La recherche d'Eurich montre deux formes indépendantes de conscience de soi. La plupart des leaders n'en travaillent qu'une. Voici comment vérifier.

Demandez à une salle de dirigeants d'évaluer leur propre lucidité : presque toutes les mains se lèvent. La psychologue organisationnelle Tasha Eurich a fait l'équivalent à grande échelle : sur l'ensemble de son programme de recherche pluriannuel, environ 95 % des personnes s'estimaient lucides sur elles-mêmes — mais quand cette perception était confrontée à la manière dont les autres les vivaient réellement, seules 10 à 15 % passaient le test. Dans nos sessions de coaching, nous observons la même asymétrie chaque semaine : les leaders les plus sûrs de bien se connaître sont rarement ceux qui se connaissent le mieux.

La racine du problème n'est pas la vanité. C'est une erreur de catégorie. Nous traitons la conscience de soi comme une seule compétence, alors que la recherche d'Eurich montre qu'il y en a deux — et qu'elles ne sont presque pas corrélées.

Que sont la conscience de soi interne et externe ?

Dans sa synthèse de 2018 pour la Harvard Business Review, Eurich définit précisément les deux formes.

La conscience de soi interne : la clarté avec laquelle vous percevez, de l'intérieur, vos valeurs, vos aspirations, vos réactions et votre impact. Un niveau élevé est associé à la satisfaction professionnelle, au sentiment de maîtrise et à une moindre anxiété. C'est le territoire que nous cartographions dans se connaître soi-même.

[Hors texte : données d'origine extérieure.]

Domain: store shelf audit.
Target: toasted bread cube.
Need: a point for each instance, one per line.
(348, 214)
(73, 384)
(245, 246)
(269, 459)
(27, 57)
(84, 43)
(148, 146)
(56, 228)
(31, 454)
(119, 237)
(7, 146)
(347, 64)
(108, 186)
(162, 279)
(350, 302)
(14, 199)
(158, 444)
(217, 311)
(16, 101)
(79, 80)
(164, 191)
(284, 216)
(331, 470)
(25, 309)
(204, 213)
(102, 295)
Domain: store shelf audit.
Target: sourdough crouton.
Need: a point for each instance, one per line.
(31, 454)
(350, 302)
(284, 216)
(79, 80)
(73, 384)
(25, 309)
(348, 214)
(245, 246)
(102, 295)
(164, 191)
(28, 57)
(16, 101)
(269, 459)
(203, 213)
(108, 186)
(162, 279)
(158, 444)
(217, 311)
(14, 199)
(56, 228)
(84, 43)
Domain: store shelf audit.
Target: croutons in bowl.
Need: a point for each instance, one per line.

La conscience de soi externe : la justesse avec laquelle vous comprenez la manière dont les autres vous voient. Le leader fort sur cette dimension lit bien son propre impact, ce qui le rend meilleur pour recevoir du feedback, bâtir la confiance et corriger le tir avant que les petites frictions ne deviennent des démissions.

Le résultat qui surprend tout le monde : les deux formes sont essentiellement indépendantes. Tenir un journal avec discipline ne dit rien de votre capacité à savoir comment vous atterrissez en réunion. Être finement attentif à l'opinion des autres ne dit rien de votre capacité à savoir ce que vous voulez vraiment. Et l'expérience ne vous sauve pas : Eurich a constaté que la séniorité et le pouvoir gonflent la confiance dans sa propre lucidité sans en améliorer l'exactitude. C'est exactement ainsi qu'on obtient 95 % de convaincus et 15 % de qualifiés.

La distinction a des racines plus anciennes : dès 1972, la théorie de la conscience de soi objective de Duval et Wicklund séparait déjà le sujet qui regarde le monde de la personne qui se prend elle-même pour objet d'observation. L'apport d'Eurich a été de mesurer les deux, à grande échelle, chez des leaders en poste.

Quels sont les quatre archétypes de conscience de soi ?

Croisez les deux dimensions et vous obtenez quatre profils. L'équipe d'Eurich les a nommés Introspectors, Seekers, Pleasers et Aware — les introspectifs, les chercheurs, les complaisants et les lucides — et chacun échoue (ou réussit) d'une manière reconnaissable.

Les chercheurs — Seekers (interne faible, externe faible). Ils ne savent pas encore qui ils sont ni comment ils sont perçus. C'est moins un défaut de caractère qu'un point de départ — beaucoup de leaders y atterrissent après une grande transition, quand l'ancienne connaissance de soi ne s'applique plus. Les chercheurs se sentent souvent bloqués ou frustrés sans pouvoir dire pourquoi.

Les introspectifs — Introspectors (interne fort, externe faible). Ils connaissent intimement leurs valeurs et leurs réactions — et restent aveugles à leur impact. C'est le piège classique du leader réfléchi : des heures d'introspection, zéro donnée extérieure. Les introspectifs tombent des nues à chaque feedback (« personne ne me l'avait jamais dit ») parce qu'ils n'ont jamais rendu ce feedback ni sûr ni utile à donner. Leurs lacunes vivent en plein territoire des angles morts du leadership.

Les complaisants — Pleasers (externe fort, interne faible). Ils suivent leur image avec une précision impressionnante — et pilotent avec. Avec le temps, les attentes des autres remplacent silencieusement leurs propres convictions. Les complaisants prennent des décisions qui gardent la salle confortable et se réveillent des années plus tard dans une carrière qui convient à tout le monde, sauf à eux.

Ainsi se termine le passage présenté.